One of the more out of scope but a nice CO was to bring in 10 -5 yard trucks of road rock to make a 40' haul road in a mud pit.


----------



## MTW (Aug 28, 2013)

Silly liberal, electricians don't do grunt work. :no:


----------



## Cow (Jan 16, 2008)

360max said:


> Your specialty is electric, not concrete, stay in your lane...JMO



Total union mentality.


That's too bad. There's a reason our work is 98% repeat customers. We don't fret over the little things, they just get done. No matter who does it.


We fabricate, weld, set poles, dig ditches, pour concrete, it all pays the same to us. If the customer wants to pay electrician rates for all these other tasks and we have the time to do it, we do. At least I know it gets done, when it needs to get done. And correctly.



If concrete guys don't care for it, they should of chosen a trade that requires licensing, like electrical. 



Everyone makes their own life choices...


----------



## Galt (Sep 11, 2013)

Right on cow, I have also pulled at least a dozen calves from their mothers when no one else was around. All in a days work.


----------



## Cow (Jan 16, 2008)

Galt said:


> Right on cow, I have also pulled at least a dozen calves from their mothers when no one else was around. All in a days work.



My folks have a dairy, so I did a lot of that when I was younger.

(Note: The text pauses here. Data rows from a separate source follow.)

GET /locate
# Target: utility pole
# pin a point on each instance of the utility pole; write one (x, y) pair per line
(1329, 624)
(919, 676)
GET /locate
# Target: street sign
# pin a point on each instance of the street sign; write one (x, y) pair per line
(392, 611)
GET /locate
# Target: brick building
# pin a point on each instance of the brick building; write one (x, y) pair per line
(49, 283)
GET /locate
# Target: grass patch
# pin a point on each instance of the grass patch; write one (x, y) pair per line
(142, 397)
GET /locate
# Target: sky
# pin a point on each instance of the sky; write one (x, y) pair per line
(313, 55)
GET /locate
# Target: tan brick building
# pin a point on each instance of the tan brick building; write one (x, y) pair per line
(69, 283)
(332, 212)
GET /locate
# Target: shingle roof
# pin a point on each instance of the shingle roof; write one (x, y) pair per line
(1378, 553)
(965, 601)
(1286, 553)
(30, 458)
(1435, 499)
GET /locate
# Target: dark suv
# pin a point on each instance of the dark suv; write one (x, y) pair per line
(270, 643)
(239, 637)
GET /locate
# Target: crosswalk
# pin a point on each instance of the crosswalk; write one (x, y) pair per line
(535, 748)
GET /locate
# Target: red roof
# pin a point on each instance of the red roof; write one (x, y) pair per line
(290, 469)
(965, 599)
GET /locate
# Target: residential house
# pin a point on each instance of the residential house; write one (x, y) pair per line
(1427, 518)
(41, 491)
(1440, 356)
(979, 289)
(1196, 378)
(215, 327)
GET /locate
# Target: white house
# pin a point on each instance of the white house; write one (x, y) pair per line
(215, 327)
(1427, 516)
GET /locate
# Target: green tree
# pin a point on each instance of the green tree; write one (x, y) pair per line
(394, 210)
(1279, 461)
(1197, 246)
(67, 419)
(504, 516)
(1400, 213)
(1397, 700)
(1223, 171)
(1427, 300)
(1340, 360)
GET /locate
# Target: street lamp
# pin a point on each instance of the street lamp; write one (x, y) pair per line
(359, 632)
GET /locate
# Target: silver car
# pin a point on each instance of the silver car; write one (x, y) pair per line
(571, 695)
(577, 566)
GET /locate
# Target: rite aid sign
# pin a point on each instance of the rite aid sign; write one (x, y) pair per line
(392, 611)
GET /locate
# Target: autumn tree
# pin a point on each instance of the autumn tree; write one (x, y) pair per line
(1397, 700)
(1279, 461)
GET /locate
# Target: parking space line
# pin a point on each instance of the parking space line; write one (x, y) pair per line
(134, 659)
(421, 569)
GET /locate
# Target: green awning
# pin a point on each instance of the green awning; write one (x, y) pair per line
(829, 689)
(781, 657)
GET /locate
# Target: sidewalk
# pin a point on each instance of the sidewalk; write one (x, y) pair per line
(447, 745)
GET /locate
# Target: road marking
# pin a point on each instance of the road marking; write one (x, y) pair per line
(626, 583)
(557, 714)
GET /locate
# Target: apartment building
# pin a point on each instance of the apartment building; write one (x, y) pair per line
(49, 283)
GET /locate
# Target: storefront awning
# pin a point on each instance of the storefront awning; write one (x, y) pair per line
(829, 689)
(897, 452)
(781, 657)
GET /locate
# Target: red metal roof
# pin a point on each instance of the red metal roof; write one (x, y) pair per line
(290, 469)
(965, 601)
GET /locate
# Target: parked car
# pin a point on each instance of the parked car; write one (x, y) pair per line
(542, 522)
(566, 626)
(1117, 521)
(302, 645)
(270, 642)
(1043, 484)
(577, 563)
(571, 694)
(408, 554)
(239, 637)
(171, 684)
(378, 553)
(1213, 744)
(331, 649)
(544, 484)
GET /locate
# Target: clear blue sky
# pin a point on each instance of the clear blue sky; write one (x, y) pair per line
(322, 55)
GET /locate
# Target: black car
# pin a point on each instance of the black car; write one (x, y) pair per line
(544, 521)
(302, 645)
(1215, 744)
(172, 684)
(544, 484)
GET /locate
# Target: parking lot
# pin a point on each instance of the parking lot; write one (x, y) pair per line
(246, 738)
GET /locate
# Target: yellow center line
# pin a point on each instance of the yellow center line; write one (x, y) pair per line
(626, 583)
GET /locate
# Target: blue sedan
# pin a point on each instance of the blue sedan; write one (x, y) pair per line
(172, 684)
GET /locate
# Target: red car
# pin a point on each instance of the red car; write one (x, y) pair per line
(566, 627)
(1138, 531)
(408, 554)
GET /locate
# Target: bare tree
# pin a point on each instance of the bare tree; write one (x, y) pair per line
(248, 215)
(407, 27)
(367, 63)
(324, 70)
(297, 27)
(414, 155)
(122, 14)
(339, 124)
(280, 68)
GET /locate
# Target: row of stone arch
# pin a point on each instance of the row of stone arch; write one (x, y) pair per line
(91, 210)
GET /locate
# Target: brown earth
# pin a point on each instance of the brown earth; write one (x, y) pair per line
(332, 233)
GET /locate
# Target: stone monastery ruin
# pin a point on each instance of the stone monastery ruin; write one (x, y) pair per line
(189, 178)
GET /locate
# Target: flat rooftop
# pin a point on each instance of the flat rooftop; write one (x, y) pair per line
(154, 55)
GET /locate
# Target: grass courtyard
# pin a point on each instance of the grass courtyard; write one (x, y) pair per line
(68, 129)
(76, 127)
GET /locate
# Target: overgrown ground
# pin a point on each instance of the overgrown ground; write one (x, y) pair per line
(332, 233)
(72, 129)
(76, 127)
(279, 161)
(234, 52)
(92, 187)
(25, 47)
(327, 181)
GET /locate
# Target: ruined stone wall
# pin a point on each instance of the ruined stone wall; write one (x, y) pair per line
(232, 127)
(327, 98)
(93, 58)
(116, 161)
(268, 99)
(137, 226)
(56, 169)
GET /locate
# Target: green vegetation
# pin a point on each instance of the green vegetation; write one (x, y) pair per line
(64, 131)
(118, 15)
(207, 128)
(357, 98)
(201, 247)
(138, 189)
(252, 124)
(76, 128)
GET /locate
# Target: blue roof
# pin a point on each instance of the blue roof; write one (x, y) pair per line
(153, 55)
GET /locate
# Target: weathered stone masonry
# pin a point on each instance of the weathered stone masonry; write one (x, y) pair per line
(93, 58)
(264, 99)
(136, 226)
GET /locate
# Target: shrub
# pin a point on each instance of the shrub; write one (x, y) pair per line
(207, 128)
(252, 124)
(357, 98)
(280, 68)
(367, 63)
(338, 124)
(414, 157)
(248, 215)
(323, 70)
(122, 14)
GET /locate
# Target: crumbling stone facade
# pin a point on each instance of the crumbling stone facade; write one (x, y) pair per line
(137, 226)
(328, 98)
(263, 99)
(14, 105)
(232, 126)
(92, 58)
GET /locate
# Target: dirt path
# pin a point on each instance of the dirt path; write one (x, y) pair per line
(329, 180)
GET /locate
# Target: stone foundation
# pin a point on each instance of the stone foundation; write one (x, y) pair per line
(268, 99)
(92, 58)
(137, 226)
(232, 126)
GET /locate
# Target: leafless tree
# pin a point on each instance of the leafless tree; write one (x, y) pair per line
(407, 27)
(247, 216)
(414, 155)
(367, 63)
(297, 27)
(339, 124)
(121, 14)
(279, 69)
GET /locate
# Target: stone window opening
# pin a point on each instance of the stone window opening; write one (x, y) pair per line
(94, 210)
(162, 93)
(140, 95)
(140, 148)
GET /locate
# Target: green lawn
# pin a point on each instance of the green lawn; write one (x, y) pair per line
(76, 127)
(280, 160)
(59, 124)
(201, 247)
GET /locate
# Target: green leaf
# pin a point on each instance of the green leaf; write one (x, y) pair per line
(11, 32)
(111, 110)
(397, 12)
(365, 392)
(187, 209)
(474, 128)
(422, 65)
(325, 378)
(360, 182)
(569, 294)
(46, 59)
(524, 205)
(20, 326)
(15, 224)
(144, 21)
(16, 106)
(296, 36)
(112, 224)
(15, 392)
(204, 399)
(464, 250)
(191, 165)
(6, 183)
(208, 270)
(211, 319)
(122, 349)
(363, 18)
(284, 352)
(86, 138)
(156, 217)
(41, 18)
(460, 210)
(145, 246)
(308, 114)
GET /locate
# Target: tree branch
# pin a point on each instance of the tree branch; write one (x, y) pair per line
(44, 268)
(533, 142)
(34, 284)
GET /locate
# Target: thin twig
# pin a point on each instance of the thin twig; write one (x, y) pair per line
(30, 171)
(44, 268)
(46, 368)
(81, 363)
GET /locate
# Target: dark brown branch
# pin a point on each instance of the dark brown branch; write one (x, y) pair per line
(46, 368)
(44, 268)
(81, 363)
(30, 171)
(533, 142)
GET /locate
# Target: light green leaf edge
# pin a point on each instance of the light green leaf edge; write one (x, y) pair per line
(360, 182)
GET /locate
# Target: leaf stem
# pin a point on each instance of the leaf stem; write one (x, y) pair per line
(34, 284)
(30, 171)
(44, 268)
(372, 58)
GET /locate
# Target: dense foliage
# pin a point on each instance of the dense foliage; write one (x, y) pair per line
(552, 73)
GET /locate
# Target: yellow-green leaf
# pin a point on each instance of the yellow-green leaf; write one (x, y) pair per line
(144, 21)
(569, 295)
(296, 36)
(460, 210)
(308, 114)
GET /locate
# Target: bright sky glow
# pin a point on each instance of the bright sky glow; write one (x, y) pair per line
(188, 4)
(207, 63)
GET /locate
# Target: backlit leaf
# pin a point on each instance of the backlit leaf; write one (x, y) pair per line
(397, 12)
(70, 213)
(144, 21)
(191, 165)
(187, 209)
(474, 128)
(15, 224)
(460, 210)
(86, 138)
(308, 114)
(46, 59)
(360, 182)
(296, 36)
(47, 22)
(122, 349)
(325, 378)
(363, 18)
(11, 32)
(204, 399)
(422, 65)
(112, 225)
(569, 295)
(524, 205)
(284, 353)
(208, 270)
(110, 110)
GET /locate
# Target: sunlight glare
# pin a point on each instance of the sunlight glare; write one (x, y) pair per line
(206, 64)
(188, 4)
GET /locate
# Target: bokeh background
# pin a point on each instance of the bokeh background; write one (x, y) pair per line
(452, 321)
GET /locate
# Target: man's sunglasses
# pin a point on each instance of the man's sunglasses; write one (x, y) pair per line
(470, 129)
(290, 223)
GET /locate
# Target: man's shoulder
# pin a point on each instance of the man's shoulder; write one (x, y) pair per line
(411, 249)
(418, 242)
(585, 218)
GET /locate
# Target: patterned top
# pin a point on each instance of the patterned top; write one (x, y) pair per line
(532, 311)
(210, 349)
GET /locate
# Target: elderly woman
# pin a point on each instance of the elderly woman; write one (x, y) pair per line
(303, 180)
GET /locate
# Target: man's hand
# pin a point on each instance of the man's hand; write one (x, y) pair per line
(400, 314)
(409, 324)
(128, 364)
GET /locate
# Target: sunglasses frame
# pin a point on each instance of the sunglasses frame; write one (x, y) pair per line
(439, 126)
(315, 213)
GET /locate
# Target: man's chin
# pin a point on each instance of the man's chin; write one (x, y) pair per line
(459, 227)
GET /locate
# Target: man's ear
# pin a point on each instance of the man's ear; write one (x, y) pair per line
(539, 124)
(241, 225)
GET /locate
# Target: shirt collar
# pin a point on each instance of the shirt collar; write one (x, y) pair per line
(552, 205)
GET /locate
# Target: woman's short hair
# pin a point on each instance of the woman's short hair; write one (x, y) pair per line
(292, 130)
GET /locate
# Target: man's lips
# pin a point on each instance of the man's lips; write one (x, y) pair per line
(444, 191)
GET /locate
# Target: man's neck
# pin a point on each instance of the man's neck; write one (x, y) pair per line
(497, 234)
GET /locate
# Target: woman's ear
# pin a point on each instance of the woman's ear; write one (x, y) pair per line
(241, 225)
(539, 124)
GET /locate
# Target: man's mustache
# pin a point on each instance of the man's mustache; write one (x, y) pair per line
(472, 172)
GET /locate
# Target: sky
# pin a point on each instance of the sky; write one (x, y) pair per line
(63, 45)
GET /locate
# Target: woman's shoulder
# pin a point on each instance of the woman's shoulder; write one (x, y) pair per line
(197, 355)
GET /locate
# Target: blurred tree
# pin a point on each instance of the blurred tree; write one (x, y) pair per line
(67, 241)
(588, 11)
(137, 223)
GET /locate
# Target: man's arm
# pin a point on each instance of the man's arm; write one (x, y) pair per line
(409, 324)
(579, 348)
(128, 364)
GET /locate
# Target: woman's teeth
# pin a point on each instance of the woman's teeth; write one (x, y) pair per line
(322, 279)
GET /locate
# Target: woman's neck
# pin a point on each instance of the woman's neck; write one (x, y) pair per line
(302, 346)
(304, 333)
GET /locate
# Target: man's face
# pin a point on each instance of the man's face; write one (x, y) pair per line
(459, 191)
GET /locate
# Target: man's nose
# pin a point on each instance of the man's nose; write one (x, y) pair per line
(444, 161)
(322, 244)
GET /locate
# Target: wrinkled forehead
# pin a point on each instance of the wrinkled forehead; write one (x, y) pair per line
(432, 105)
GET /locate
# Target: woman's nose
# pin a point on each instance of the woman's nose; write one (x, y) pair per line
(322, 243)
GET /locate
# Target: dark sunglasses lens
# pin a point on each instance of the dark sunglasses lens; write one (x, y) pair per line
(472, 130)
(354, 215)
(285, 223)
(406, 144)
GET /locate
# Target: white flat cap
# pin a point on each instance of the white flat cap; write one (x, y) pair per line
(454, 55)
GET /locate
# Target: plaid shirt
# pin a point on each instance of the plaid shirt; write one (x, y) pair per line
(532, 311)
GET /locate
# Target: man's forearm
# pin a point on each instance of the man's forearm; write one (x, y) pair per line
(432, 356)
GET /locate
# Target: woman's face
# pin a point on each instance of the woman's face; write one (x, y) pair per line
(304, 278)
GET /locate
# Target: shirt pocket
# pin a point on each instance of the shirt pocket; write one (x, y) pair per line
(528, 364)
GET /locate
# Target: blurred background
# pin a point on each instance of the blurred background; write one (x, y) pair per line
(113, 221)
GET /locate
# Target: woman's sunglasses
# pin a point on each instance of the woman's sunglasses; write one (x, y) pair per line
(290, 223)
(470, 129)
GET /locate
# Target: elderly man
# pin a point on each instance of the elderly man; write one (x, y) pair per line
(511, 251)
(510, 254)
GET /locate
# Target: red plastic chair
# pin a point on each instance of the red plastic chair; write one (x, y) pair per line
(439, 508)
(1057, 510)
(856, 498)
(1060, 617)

Now I work for a shop that does a ton of work for huge dairies, but I have yet to pull a calf for one of our customers!!:biggrin:


----------



## MTW (Aug 28, 2013)

Cow said:


> Total union mentality.


You're right, it is, and that's not the worst thing either. I'm non-union in a heavily unionized state and we simply don't think that way even in the non-union sector. As a rule, electricians don't running digging equipment, finish concrete or do all kinds of other jobs especially in the commercial sector. Certainly in residential jobs electricians will dig ditches an so forth but most of the time even that is subbed out.


----------



## Cow (Jan 16, 2008)

MTW said:


> You're right, it is, and that's not the worst thing either. I'm non-union in a heavily unionized state and we simply don't think that way even in the non-union sector. As a rule, electricians don't running digging equipment, finish concrete or do all kinds of other jobs especially in the commercial sector. Certainly in residential jobs electricians will dig ditches an so forth but most of the time even that is subbed out.



Our shop does probably 90% ag, so obviously that means rural America. Not downtown LA or NYC where there is a big presence for all trades. 



It gives the guys some variety when these things come up, which I think they enjoy every once in a while.


----------



## Southeast Power (Jan 18, 2009)

Cow said:


> Total union mentality.
> 
> 
> That's too bad. There's a reason our work is 98% repeat customers. We don't fret over the little things, they just get done. No matter who does it.
> ...


Hold on there.
We just bought and put a boat in the water so that one of our UNION electricians can patch concrete spalling under and around 15 100' piers for a good customer of ours.
Get er done!


----------



## 360max (Jun 10, 2011)

Cow said:


> 360max said:
> 
> 
> > Your specialty is electric, not concrete, stay in your lane...JMO
> ...


your correct, total union mentality, hire the best qualified for the task at hand. Just because you have an electrical license doesn’t make you a professional welder or a professional mason, and the results will show that in most cases .


----------



## Southeast Power (Jan 18, 2009)

360max said:


> your correct, total union mentality, hire the best qualified for the task at hand. Just because you have an electrical license doesn’t make you a professional welder or a professional mason, and the results will show that in most cases .


If we didn't claim our work, the iron workers would be tying our pipe in concrete slabs.


----------



## Cow (Jan 16, 2008)

360max said:


> your correct, total union mentality, hire the best qualified for the task at hand. Just because you have an electrical license doesn’t make you a professional welder or a professional mason, and the results will show that in most cases .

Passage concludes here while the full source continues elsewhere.